Pasos para la Elaboración del Queque
La preparación de este queque se divide en sencillos pasos que garantizan un resultado óptimo. La clave reside en la correcta mezcla de los ingredientes y el horneado adecuado.
Paso 1: Preparación de la Base Líquida
En un bol amplio, combina el aceite vegetal con la crema de leche NESTLÉ®. Añade el azúcar y los huevos. Bate enérgicamente hasta obtener una espuma consistente. Este proceso ayuda a incorporar aire a la mezcla, lo que contribuirá a la esponjosidad del queque.
Paso 2: Incorporación de Ingredientes Secos y Aromáticos
Agrega el jugo y la ralladura de las naranjas a la mezcla líquida y bate suavemente hasta que se integren. Por separado, cierne la harina junto con el polvo de hornear IMPERIAL®. Incorpora gradualmente estos ingredientes secos a la mezcla principal, utilizando movimientos envolventes suaves para evitar desarrollar el gluten en exceso, lo que podría resultar en un queque duro. Continúa mezclando hasta que no queden grumos. Deja reposar la masa durante 15 minutos.

Paso 3: Horneado del Queque
Mientras la masa reposa, precalienta el horno a 180°C. Prepara un molde rectangular para queque, forrándolo con papel de mantequilla para facilitar su desmolde. Vierte la mezcla en el molde preparado. Hornea durante 20 minutos con calor solo por debajo, y luego otros 20 minutos con calor por arriba y por abajo. Es fundamental no abrir el horno durante los primeros 30 minutos de cocción para asegurar que el queque suba uniformemente.
Paso 4: Verificación y Enfriamiento
Para comprobar si el queque está listo, introduce un palillo de brocheta en el centro. Si sale seco, el queque está cocido.

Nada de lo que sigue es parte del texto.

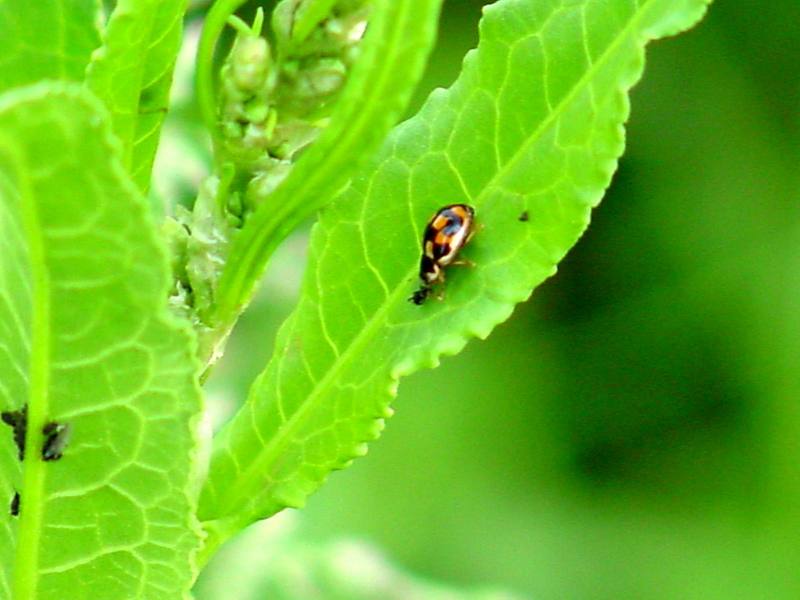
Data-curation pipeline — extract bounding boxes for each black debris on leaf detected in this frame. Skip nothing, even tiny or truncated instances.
[42,421,72,461]
[0,405,28,460]
[10,492,19,517]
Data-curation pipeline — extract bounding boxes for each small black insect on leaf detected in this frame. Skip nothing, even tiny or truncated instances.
[0,405,28,460]
[9,492,19,517]
[42,421,72,461]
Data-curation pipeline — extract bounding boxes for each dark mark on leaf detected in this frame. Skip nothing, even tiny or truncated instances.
[0,405,28,460]
[42,421,72,461]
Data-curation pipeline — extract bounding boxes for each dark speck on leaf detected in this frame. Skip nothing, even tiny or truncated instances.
[42,422,72,461]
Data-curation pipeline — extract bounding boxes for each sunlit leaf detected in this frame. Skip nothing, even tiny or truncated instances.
[87,0,187,190]
[0,0,100,92]
[0,84,200,600]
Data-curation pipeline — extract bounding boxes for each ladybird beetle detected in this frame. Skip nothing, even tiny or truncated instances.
[408,204,475,305]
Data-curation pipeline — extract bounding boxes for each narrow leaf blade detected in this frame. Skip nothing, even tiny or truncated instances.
[0,84,200,599]
[209,0,442,327]
[200,0,708,543]
[0,0,100,92]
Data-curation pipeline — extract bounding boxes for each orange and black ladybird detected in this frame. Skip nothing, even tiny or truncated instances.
[409,204,475,305]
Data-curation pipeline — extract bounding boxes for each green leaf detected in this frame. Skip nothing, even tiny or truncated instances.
[208,0,441,329]
[0,84,200,600]
[87,0,187,191]
[0,0,100,92]
[193,520,520,600]
[199,0,708,552]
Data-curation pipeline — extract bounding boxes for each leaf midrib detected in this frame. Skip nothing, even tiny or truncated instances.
[0,130,50,599]
[208,0,653,520]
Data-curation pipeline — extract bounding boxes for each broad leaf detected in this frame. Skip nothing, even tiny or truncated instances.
[200,0,708,552]
[209,0,442,328]
[87,0,187,190]
[0,0,100,92]
[0,84,200,600]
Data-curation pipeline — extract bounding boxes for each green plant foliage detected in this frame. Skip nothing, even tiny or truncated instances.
[0,0,100,92]
[87,0,187,191]
[208,0,441,329]
[192,520,521,600]
[200,0,708,546]
[0,84,200,600]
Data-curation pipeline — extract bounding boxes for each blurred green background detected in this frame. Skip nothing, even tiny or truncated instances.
[186,0,800,600]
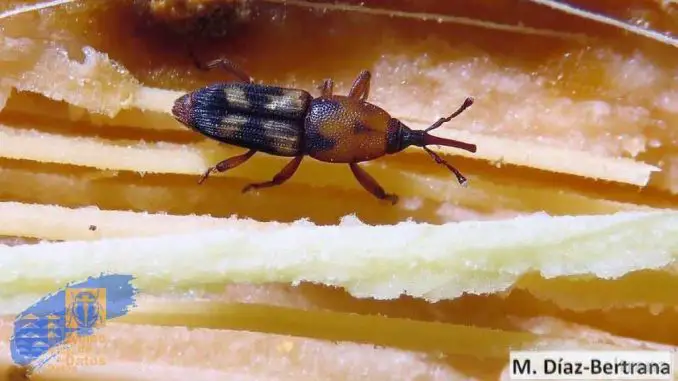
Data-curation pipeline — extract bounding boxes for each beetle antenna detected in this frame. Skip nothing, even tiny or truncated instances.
[424,97,473,132]
[421,97,476,186]
[422,97,476,152]
[423,146,468,187]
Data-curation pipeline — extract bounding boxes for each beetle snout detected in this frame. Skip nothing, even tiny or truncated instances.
[172,93,192,126]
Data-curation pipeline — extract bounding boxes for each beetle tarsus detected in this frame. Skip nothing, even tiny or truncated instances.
[198,149,257,184]
[349,163,398,205]
[242,156,304,193]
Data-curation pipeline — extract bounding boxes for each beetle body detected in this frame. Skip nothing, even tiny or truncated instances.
[172,59,476,204]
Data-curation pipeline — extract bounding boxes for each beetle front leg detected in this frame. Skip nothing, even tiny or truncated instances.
[349,163,398,205]
[242,156,304,193]
[193,56,254,83]
[198,149,257,184]
[348,70,372,102]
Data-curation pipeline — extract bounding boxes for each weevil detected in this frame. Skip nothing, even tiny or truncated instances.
[172,58,476,204]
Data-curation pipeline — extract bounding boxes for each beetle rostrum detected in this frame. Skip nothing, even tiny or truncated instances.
[172,59,476,204]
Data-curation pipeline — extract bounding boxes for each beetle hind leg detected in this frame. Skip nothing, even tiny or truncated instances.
[349,163,398,205]
[198,149,257,184]
[242,156,304,193]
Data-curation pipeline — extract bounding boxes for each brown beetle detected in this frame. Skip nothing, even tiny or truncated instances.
[172,59,476,204]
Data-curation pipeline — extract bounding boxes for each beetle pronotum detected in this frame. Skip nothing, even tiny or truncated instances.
[172,59,476,204]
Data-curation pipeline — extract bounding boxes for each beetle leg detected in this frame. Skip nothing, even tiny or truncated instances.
[318,78,334,97]
[348,70,372,101]
[242,156,304,193]
[193,56,254,83]
[198,149,257,184]
[423,147,468,187]
[350,163,398,205]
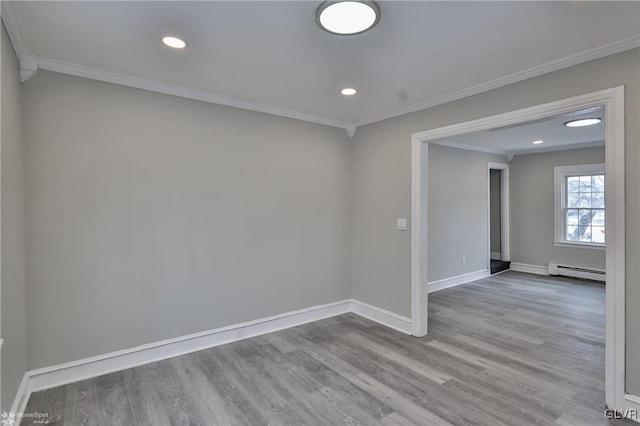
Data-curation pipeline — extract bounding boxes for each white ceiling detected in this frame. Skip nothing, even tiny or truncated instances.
[433,108,606,155]
[2,0,640,130]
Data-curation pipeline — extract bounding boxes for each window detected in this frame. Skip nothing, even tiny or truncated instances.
[554,164,605,249]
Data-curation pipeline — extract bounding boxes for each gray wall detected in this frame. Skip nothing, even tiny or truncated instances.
[24,72,351,368]
[509,147,604,269]
[0,25,27,411]
[427,144,506,282]
[352,49,640,395]
[489,170,502,253]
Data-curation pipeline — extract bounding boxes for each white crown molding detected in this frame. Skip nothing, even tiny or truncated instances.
[0,1,640,139]
[0,1,28,60]
[353,36,640,127]
[20,53,38,83]
[38,57,350,130]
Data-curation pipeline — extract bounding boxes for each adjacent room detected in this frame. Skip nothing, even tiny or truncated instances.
[0,0,640,426]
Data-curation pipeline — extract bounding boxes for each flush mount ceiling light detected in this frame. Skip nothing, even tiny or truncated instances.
[564,118,602,127]
[316,0,380,35]
[340,87,358,96]
[162,36,187,49]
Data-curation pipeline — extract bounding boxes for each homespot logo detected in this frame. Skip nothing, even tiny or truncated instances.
[0,411,49,426]
[604,408,638,421]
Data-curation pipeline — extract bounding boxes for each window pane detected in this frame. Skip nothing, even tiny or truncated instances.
[567,192,580,208]
[564,169,605,244]
[578,226,591,243]
[591,210,605,226]
[578,192,591,208]
[567,176,580,193]
[580,175,591,192]
[591,192,604,209]
[567,209,578,225]
[591,175,604,192]
[567,225,580,241]
[591,226,604,244]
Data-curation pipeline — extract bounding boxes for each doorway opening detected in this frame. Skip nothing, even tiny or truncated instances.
[487,163,511,275]
[411,86,624,409]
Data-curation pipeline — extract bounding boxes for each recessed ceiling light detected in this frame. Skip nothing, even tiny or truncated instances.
[564,118,602,127]
[162,36,187,49]
[316,0,380,35]
[340,87,358,96]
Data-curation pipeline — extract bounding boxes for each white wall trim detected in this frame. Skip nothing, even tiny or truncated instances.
[427,269,491,293]
[622,393,640,423]
[353,36,640,127]
[12,299,411,402]
[411,138,429,337]
[0,1,29,61]
[432,140,513,155]
[38,57,355,132]
[511,262,549,275]
[411,86,624,408]
[28,300,351,392]
[0,1,640,138]
[352,299,411,334]
[487,162,511,262]
[10,372,31,419]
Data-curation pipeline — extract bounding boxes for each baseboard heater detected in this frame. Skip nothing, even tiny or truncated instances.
[549,263,607,282]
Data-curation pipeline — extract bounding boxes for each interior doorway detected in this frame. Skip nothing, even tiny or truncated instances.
[411,86,624,409]
[487,163,511,274]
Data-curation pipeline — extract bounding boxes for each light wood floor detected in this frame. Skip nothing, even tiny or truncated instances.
[23,272,634,426]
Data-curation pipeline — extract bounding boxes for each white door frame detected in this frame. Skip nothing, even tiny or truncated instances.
[410,86,624,409]
[487,163,511,262]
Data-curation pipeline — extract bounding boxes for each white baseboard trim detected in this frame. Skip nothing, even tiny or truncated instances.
[27,300,351,393]
[622,393,640,423]
[21,299,411,398]
[427,269,491,293]
[511,262,549,275]
[351,299,411,334]
[11,371,31,419]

Retira el queque del horno y déjalo enfriar completamente antes de desmoldarlo.

Paso 5: Corte y Presentación
Una vez frío, el queque se puede porcionar en cuadrados de aproximadamente 3 dedos de ancho o en rebanadas de 2 dedos. Sirve una porción por persona y disfruta de este delicioso postre.
Consejos para un Queque Perfecto
Para asegurar el éxito de tu queque, ten en cuenta las siguientes recomendaciones:
- Uso de aceite vegetal: El aceite vegetal es preferible para preparar queques, ya que su sabor neutro no interfiere con los demás ingredientes.
- Ralladura de naranja: Asegúrate de rallar solo la parte naranja de la cáscara para evitar el amargor de la parte blanca.
- Mezclar suavemente: Al incorporar los ingredientes secos, hazlo con movimientos envolventes y suaves para mantener la ternura de la masa.
- Corroborar la cocción: No abras el horno hasta pasados al menos 30 minutos. Utiliza un palillo para verificar que el interior esté completamente cocido.
- Medición de ingredientes: Utilizar tazas de medida estándar es crucial. Si bien hay varias formas de medir la harina, se recomienda llenarla con una cuchara grande y nivelarla con un cuchillo para mayor precisión.
Como medir con tazas y gramos en la Repostería correctamente
Variaciones y Aportes Nutricionales
Este queque es una base excelente que puede ser enriquecida con diversos aditivos. Se puede añadir cacao para una versión de chocolate, semillas de amapola, nueces picadas o molidas, o chips de chocolate. Para el glaseado, se puede mezclar azúcar glas con un poco de jugo de limón o leche hasta obtener la consistencia deseada. Una vez frío, el glaseado se solidifica, aportando un toque dulce y decorativo.
En cuanto a sus aportes nutricionales por porción (calculado sobre una base aproximada de 100g):
| Nutriente | Cantidad |
|---|---|
| Energía | 417 kcal |
| Carbohidratos | 49.4 g |
| Grasas | 22.1 g |
| Grasas saturadas | 6.4 g |
| Fibra | 1.4 g |
| Proteína | 5.6 g |
| Azúcares | 28.5 g |
| Sodio | 51.6 mg |
La crema de leche, además de aportar humedad y una textura suave, contribuye con grasas y proteínas a la receta. El aceite vegetal, por su parte, es una fuente de grasas insaturadas, y las naranjas añaden un toque cítrico además de vitaminas.